The asset that will enable Mills to adjust to such attention is the same one that makes him a strong candidate to successfully step up in competition at the collegiate level.
"He reads real well," Ligon stated. "We try to teach stance, and steps, and pass rush that they do at the next level, and I think he's ahead of the game as far as fundamentals and what's expected of him in college. He's going to have an idea of what they're trying to do at the next level. I think being fundamentally strong is probably his biggest asset."
Mills has collapsed his share of pockets for the Purple Wave, but he probably projects as a strong side end in college where his mastery of technique should take him far.
"He's not a 4.6, 4.5 quick-side end, pass rusher," Ligon said. "I think he's more of a strong side defensive end. Basically, you've got the defensive end that can hold up against the tight end on the strong side and you've got the quick side or short side of the field that are your quick guys."
Mills' talent for getting off the ball quickly and holding his position against a multitude of blocking schemes, are invaluable attributes to SEC teams that must venture out of conference and encounter offenses that specialize in power football.
"If they put a flanker and two tights you've got to have somebody in there that can hold their position at end," Ligon said. "You run into somebody like a Kansas State that has a flanker in there that runs about 260 and a big old tight end, or that wing back coming around and you've got to have somebody in there with some meat."
Mills has brain to match his brawn. He's an honor student that's tackled a tough curriculum at academically conscious Christian Brothers and he's fully qualified. He's particularly adept at mathematics and aspires to be an aeronautical engineer.
His impressive 365 bench press was recorded last November, some six months before he turned 17. He's likely to become much stronger and probably bigger before he reports for gridiron duty to some college campus in August 2004. He's also versatile enough to slide down to defensive tackle or become a cat-quick offensive tackle.
"He's good against the run and he's got a good step off the ball," Ligon said. "He definitely has the ability to go to both sides of the ball. I think he could play offensive tackle, and he could also play defensive tackle."
Mills has been receiving a steady stream of correspondence from major college programs across the country, including most SEC schools. He's still setting his summer camp schedule in addition to competing in the shot put. The school that lands Mills will have to offer him a future in both athletic pursuits.
"I think he's going to up to Tennessee's Senior Camp," said Ligon. "I think he's going to the Florida camp and I guess Ole Miss.
"We're getting stuff from everywhere.
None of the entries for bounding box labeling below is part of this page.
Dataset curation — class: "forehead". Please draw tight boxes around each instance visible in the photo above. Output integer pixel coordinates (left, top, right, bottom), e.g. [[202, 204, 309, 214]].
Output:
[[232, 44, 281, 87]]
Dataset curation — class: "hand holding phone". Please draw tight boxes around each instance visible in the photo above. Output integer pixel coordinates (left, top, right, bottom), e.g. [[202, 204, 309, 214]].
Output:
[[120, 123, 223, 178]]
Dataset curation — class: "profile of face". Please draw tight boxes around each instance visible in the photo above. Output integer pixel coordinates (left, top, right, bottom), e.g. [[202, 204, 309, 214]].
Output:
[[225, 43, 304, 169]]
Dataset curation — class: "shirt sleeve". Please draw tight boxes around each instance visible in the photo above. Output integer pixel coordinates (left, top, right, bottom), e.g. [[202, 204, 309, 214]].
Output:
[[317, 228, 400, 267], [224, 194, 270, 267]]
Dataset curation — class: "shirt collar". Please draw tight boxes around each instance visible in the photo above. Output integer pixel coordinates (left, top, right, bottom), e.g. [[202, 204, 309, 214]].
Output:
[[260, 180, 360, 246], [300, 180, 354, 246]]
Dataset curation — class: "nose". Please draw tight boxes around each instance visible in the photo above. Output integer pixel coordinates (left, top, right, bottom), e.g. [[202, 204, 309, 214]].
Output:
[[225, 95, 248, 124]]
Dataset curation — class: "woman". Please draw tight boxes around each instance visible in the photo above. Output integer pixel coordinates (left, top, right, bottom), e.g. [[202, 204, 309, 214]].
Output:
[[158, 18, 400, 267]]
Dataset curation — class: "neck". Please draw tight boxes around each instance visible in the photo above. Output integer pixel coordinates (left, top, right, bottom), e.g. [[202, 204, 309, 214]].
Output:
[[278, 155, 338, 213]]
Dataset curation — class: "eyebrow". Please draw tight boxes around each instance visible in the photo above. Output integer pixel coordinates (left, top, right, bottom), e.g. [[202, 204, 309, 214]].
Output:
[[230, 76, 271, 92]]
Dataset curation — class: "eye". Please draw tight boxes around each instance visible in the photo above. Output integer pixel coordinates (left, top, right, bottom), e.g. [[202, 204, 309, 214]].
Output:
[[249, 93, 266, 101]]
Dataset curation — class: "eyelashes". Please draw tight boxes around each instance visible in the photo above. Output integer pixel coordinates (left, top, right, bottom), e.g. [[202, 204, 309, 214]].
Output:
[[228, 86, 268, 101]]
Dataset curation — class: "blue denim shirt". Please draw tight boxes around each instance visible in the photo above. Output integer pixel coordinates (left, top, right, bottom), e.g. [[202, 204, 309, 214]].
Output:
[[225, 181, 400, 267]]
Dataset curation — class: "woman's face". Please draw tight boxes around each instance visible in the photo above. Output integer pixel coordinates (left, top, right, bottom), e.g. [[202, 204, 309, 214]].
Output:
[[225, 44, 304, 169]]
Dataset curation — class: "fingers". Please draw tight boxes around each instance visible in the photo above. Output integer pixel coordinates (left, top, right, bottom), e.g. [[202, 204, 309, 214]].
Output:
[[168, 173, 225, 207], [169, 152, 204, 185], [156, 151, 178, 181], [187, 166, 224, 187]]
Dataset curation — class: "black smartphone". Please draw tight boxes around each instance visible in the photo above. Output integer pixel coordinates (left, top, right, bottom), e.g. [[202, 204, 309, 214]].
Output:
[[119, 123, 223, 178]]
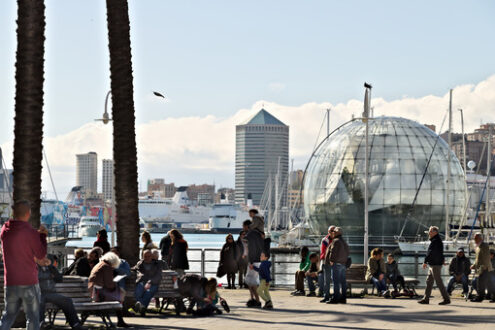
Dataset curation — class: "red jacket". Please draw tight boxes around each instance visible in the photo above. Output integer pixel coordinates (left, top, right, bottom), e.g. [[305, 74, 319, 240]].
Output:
[[320, 234, 332, 260], [0, 220, 46, 286]]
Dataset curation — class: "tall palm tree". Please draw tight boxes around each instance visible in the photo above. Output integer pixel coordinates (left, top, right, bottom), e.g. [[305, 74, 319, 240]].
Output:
[[13, 0, 45, 228], [107, 0, 139, 264]]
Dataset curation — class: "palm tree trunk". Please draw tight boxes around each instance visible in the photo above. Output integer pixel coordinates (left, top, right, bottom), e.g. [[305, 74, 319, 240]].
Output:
[[13, 0, 45, 228], [107, 0, 139, 264]]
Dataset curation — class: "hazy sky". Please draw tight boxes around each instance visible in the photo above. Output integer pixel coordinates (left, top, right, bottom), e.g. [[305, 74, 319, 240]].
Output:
[[0, 0, 495, 196]]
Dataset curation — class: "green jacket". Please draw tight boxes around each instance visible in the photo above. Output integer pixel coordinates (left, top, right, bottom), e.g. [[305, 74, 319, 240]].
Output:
[[299, 253, 311, 272], [474, 242, 493, 275]]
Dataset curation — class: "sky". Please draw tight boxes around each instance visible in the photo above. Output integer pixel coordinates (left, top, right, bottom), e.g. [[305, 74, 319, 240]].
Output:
[[0, 0, 495, 196]]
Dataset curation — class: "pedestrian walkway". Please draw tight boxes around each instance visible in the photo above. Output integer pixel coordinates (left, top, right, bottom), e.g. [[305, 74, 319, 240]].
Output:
[[51, 289, 495, 330]]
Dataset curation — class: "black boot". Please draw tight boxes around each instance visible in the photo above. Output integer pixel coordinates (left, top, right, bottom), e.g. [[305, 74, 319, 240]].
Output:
[[115, 310, 131, 328]]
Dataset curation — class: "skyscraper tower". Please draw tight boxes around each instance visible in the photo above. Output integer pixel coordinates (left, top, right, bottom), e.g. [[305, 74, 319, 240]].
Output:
[[101, 159, 113, 201], [76, 152, 98, 197], [235, 109, 289, 207]]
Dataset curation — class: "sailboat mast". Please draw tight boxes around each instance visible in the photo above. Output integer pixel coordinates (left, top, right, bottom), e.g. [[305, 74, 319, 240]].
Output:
[[483, 124, 493, 236], [445, 89, 452, 241], [363, 83, 372, 263]]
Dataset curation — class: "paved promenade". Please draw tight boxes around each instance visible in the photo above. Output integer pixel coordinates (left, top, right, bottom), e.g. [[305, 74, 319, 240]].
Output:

I think he's interested in a top football program that also has a good track program because he really enjoys the shot. He's interested in a school that has both. That's going to be the key I think."
Clearly, Mills is an outstanding two-sport prospect with virtually no downside. That's particularly true when you consider the laudable augmentation of positive attitude, humble nature and solid work ethic he adds to a team's chemical mix.
"All these kids I've had since freshmen have good work ethics," Ligon said in praise of his prospects. "He's a really nice kid. He's one of those you don't get very often that has that combination of ability and grades. He's not arrogant. He's well-mannered and kind of on the quiet side."
However, Mills' accomplishments speak volumes about his potential.